There’s a great deal to be said about the tools and practices of living life with a positive attitude, being self-aware and choosing the manner in which you navigate your way through life. I’ve written many blogs and given many talks about how to live a happy life. I’d venture to guess anyone you spoke to who knows me would say I’m a happy fun-loving person, mostly.
I’m able to find joy in the slightest of things, such as the feel of writing with a good pen, the feel of a smoothly sanded bamboo stick (aka as an Apoziwand) , a default smile of someone driving by noticing how cute my dogs are as I’m walking them, watching a flag dance in the wind, looking in awe at all the colors of the big beautiful sky, merging in and out of the flow of traffic with ease (this really happens for me – honest truth), hearing a good beat in a song and much more.

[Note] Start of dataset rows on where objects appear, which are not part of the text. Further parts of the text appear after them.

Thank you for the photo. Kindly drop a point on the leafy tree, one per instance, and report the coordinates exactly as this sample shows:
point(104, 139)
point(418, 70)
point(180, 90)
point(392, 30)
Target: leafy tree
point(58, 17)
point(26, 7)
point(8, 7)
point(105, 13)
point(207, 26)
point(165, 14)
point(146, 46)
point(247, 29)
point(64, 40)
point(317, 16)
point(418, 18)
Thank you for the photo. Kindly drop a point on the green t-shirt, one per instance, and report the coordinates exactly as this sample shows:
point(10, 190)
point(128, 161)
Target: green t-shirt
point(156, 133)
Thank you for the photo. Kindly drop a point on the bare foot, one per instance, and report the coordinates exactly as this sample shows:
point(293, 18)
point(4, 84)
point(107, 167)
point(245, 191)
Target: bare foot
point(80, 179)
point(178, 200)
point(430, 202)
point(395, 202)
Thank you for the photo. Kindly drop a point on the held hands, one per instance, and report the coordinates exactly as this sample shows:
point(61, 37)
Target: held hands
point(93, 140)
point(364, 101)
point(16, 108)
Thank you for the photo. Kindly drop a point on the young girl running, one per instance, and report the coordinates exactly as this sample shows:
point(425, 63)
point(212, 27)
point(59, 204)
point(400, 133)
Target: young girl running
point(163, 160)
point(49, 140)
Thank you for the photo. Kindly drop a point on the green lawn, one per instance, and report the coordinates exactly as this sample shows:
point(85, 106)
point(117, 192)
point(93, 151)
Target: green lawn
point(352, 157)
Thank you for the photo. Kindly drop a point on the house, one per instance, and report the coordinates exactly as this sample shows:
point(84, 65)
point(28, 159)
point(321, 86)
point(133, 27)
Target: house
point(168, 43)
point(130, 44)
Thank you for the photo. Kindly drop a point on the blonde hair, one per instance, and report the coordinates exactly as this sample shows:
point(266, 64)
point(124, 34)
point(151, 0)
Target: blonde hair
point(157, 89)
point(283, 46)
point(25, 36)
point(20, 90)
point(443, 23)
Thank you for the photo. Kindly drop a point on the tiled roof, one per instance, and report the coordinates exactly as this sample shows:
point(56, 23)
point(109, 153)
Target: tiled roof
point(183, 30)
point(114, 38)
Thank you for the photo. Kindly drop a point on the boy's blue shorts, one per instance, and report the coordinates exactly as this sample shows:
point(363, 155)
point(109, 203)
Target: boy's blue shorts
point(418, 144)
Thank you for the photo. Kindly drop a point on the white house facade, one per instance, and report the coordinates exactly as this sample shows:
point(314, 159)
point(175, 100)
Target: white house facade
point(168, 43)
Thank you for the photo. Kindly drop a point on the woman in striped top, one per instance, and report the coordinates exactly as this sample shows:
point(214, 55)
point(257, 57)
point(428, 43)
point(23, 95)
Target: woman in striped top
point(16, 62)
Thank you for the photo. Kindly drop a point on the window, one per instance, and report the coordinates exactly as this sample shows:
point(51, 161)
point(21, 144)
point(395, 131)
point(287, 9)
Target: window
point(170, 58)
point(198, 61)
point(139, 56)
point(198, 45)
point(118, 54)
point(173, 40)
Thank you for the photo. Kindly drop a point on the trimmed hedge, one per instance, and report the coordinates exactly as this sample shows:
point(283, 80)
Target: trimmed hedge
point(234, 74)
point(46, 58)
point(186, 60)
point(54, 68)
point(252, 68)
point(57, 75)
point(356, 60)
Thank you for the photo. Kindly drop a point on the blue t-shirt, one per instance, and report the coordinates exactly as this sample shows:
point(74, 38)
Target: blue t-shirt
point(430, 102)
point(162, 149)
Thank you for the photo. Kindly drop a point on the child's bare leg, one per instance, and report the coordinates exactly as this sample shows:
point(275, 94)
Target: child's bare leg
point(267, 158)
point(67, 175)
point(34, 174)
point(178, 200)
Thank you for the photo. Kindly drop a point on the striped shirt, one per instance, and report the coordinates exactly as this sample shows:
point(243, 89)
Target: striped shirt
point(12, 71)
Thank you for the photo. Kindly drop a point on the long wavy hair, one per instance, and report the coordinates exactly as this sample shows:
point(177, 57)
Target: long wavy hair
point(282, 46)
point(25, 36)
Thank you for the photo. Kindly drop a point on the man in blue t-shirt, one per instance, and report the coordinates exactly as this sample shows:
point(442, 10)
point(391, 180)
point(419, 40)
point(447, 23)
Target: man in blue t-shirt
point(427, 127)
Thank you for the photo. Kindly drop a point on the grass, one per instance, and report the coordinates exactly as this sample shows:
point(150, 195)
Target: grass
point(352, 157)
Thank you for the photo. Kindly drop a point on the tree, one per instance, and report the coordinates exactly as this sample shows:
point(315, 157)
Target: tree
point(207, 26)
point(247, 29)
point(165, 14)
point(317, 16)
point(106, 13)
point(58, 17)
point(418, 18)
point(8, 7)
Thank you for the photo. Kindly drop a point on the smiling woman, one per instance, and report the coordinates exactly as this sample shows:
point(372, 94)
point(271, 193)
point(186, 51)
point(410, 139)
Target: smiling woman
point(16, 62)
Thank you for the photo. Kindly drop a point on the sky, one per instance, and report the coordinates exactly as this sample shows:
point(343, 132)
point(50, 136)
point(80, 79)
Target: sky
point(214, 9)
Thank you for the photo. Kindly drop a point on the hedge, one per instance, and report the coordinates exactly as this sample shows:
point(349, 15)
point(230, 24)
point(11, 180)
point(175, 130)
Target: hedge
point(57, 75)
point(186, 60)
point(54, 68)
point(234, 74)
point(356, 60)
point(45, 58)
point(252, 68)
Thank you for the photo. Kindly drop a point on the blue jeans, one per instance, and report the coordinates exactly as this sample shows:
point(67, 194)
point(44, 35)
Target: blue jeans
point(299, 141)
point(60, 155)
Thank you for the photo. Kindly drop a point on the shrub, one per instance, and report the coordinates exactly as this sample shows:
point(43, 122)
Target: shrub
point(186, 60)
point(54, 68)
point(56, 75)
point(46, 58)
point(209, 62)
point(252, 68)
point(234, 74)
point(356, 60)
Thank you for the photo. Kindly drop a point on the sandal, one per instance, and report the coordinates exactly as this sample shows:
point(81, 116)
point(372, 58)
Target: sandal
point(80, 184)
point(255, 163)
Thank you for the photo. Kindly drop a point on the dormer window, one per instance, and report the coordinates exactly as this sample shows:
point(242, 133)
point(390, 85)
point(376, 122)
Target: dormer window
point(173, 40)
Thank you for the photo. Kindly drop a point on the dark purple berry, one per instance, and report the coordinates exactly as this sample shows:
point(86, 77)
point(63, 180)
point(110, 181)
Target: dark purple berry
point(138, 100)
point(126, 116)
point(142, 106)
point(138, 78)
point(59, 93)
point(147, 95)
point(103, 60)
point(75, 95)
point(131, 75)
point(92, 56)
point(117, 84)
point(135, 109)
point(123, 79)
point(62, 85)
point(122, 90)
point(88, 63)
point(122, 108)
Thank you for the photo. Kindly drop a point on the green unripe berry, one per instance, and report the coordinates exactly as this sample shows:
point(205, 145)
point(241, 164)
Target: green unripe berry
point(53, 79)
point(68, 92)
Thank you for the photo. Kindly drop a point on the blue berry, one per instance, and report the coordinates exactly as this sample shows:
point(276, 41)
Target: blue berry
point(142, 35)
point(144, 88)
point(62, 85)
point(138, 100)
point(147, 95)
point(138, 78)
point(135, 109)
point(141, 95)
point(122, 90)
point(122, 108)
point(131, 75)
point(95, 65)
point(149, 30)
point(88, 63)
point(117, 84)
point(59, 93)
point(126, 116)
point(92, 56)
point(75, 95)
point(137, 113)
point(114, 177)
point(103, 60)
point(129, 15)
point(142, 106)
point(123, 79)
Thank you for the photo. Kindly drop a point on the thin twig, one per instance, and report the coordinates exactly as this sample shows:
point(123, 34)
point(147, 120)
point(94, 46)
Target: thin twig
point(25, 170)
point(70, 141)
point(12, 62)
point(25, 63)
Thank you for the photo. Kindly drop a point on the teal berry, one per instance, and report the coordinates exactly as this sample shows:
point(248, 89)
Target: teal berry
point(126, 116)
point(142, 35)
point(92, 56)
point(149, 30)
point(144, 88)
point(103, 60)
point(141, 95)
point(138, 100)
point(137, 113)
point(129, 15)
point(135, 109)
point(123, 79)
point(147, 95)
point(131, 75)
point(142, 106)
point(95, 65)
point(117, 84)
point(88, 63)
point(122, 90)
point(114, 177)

In fact, I’ve wondered about the validity of depression in the past because I’ve always been able to shift my focus and create a better feeling. However, recently I experienced a seemingly uncontrollable spiral downward. I’m not 100% certain what triggered the deluge of tears, but regardless of what I tried, I just couldn’t shake it. I didn’t like the way I felt. I was embarrassed and felt helpless, but you know what I noticed? #1 – I could use some coaching in the art of asking for help. #2 – Even though I didn’t directly ask for help, help was there. In fact, I was surrounded by help and support. After a full night of rest I was able to reflect on the situation and see it in its entirety. The first words I spoke upon reflecting on the flood of support that followed my flood of tears was, “That was amazing”.
I decided to share this blip on my record of happiness because it’s important to note that regardless of the tools and practices we develop to increase and secure our happiness, we must remember that we’re never alone and sometimes the best thing for us is to let go of the reins and allow others to step in and assist us on our journey. That being said, anyone know a good “ask for help” coach?